From: robert bristow-johnson on
On Mar 15, 4:35 pm, Vladimir Vassilevsky <nos...(a)nowhere.com> wrote:
> robert bristow-johnson wrote:
> >>That's RBJ cookbook heritage. He likes trigonometry with sin/cos/sinh
> >>instead of simply expressing a filter as a function of tg(w).
>
> > that's all the cookbook is: "take analog prototypes and do the BLT".
>
> > what's "tg"?  Vlad, dunno how you deal with the prewarping of the
> > resonant frequency necessary when using the BLT, but it's going to be
> > tan(w0/2) or some trig identity to that.  can't avoid it.  the sinh()
> > and the ln(2) comes from the way "bandwidth" is defined.
>
> I usually calculate filters via BLT with variable W = tan(Pi*Fc/Fs) and
> dewarp Q by the factor of sin(X)/X, where X = 2 * Pi * Fc/Fs

it doesn't appear to be different than the cookbook. for analog
filters, there's a nice relationship between Q and bandwidth in linear
or log frequency.

1/Q = bw/Fc = 2*sinh( ln(2)/2 * BW )

where bw = f2 - f1 is bandwidth in Hz (or whatever units Fc is in, f2
and f1 are the upper and lower bandedges) and BW = log2(f2) - log2(f1)
is bandwidth in octaves.

actually, the cookbook warps BW, but not Q, per se. if it's a LPF or
HPF, there may be a little bump or lip, and the height in dB is some
function of the Q. BLT will map the height of that bump to the same
value. so i didn't wanna change or pre-warp or "compensate" Q, just
the parameters that are directly associated with frequency locations
that *does* get warped with BLT. that's why i wanted to only
compensate Fc and BW.

this is why, for a digital filter designed with BLT, the relationship
between Q and BW is slightly different:

1/Q = 2*sinh( ln(2)/2 * BW * (2*pi*Fc)/sin(2*pi*Fc) )

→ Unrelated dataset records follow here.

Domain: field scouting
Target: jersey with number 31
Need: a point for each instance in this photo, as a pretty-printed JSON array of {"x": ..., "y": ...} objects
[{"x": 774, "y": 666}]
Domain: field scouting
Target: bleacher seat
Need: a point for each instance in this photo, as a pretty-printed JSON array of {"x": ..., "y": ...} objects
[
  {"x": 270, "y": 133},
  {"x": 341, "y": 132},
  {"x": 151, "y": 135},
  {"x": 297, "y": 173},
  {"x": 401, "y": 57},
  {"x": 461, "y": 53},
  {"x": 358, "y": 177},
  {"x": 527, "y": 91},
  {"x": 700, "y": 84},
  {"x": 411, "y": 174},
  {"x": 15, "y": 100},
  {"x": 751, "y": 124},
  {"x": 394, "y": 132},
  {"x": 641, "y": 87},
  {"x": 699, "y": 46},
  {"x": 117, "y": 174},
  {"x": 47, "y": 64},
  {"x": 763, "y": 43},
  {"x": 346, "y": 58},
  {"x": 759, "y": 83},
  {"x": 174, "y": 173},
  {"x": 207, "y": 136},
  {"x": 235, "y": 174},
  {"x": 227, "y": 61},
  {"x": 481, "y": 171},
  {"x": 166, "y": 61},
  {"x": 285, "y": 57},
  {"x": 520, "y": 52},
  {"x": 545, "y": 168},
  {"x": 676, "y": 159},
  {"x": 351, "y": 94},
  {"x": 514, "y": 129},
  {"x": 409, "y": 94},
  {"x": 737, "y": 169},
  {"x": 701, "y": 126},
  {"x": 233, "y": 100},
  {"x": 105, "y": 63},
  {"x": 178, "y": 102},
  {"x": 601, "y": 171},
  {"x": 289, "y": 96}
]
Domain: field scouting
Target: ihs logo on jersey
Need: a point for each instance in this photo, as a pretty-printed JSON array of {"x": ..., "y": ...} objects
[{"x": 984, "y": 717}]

same warping factor. where or how did you get that sin(X)/X
expression, Vlad?

> > i was told that the ADI sigma lit makes use of the cookbook, but i
> > have never seen it.  maybe they left something out.  i have tried to
> > make the cookbook pretty much self-contained.
>
> In the early versions of ADI documentation, they didn't provide a
> recipe, but referrenced to your text as "how to calculate coefficients".
> Don't know about now.

it should have said "one way to calculate coefficients". but the
sigma line was really for quick 'n cheap audio, and i think most audio
guys think of bandwidth in terms of octaves.